The number of training times for interactive self-learning and evolution when the reward function value reaches 10 for each experimental environments in 4.1, 4.2 and 4.3 is shown in Table 5. Table 5 indicates the number of training times required for each curve to reach a reward function value of 10. From Table 5, it can be obtained that ISGE-NCE can improve the rate of convergence by more than 46.3% compared with no interactive self-learning and evolution under the same reward function value. It further shows that introducing interactive learning framework into ISGE-NCE can reduce the time to reach non-cooperative equilibrium.

4.4.3. Comparative Effectiveness with DDPG Learning Method

In order to verify the effectiveness of the non-cooperative equilibrium-based interactive self-learning and evolutionary methods, experiments were conducted using the DDPG learning method in three experimental environments introduced in Section 4.1, Section 4.2 and Section 4.3, and a comparison of the reward functions of the ISGE-NCE method and the DDPG learning method is shown in Figure 16. Based on the same reward model, the higher the reward value, the better the effect of detection and defense, which can reflect the better the performance of the method.

As shown in Figure 16a, the reward obtained using our ISGE-NCE method is 71.88 when the training goes around 25,000 times in E1(the experimental environment condition in Section 4.1), and the non-cooperative equilibrium has been reached after nearly 17,500 times’ training. The reward by using the DDPG learning method is 50.12, and the equilibrium has not been reached by that time. This shows the ISGE-NCE method effectively improves the value of the reward function by more than 43.4% and converges faster. Additionally, as shown in Figure 16b, according to the results in E2, the reward using ISGE-NCE method is 42.2 while the reward using DDPG learning method is -0.6. It indicates that the reward is effectively improved by more than 50% by using our ISGE-NCE method compared with the DDPG learning method. Figure 16c shows that under the experimental environment conditions introduced in Section 4.3, the reward of ISGE-NCE method is 32.3 while the reward of DDPG learning method is 12.86. The reward is effectively improved by more than 20% by using our ISGE-NCE method. Lastly, when the number of agents is increased as explained in Section 4.2 and Section 4.3, since the DDPG is an individual learning method which is not suitable for complex multi-agent environments, the training capacity is significantly constrained although the convergence speed is fast.

These results indicate that ISGE-NCE with better performance than DDPG. ISGE-NCE method can solve the problem of multi-agent learning without manual intervention, which can realize unsupervised learning training.

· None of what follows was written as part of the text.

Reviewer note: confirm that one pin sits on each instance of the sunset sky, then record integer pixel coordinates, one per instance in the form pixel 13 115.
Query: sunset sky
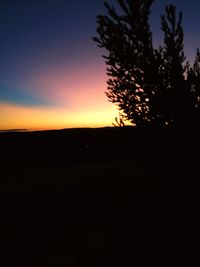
pixel 52 74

ISGE-NCE has the characteristics of transfer learning, and the corresponding transfer tasks can be completed with a common evaluation index “reward”. The reward model for different system tasks includes reward mechanism and observation module. The training data is stored in the “model” file after the task is completed and can be performed directly when the same task is encountered again. In summary, the ISGE-NCE method has a wide range of potential applications and is suitable for agent or multi-agent game confrontation environments.

5. Conclusions

In this paper, an interactive self-learning game and evolution approach based on non-cooperative equilibrium (ISGE-NCE) for multi-agent evolution was proposed. This method owns the advantages of both game theory and interactive self-learning, which is proven by three groups of multi-agent confrontation experiments. During the evolution experiments, the changing rewards before and after training under different conditions show that our ISGE-NCE method can significantly improve the rewards and refine the individual intelligence at an early stage of training, which then promotes stabilizing the training process and reaching the state of non-cooperative game equilibrium efficiently. In addition, the ISGE-NCE method does not increase the additional consumption compared with the DDPG method.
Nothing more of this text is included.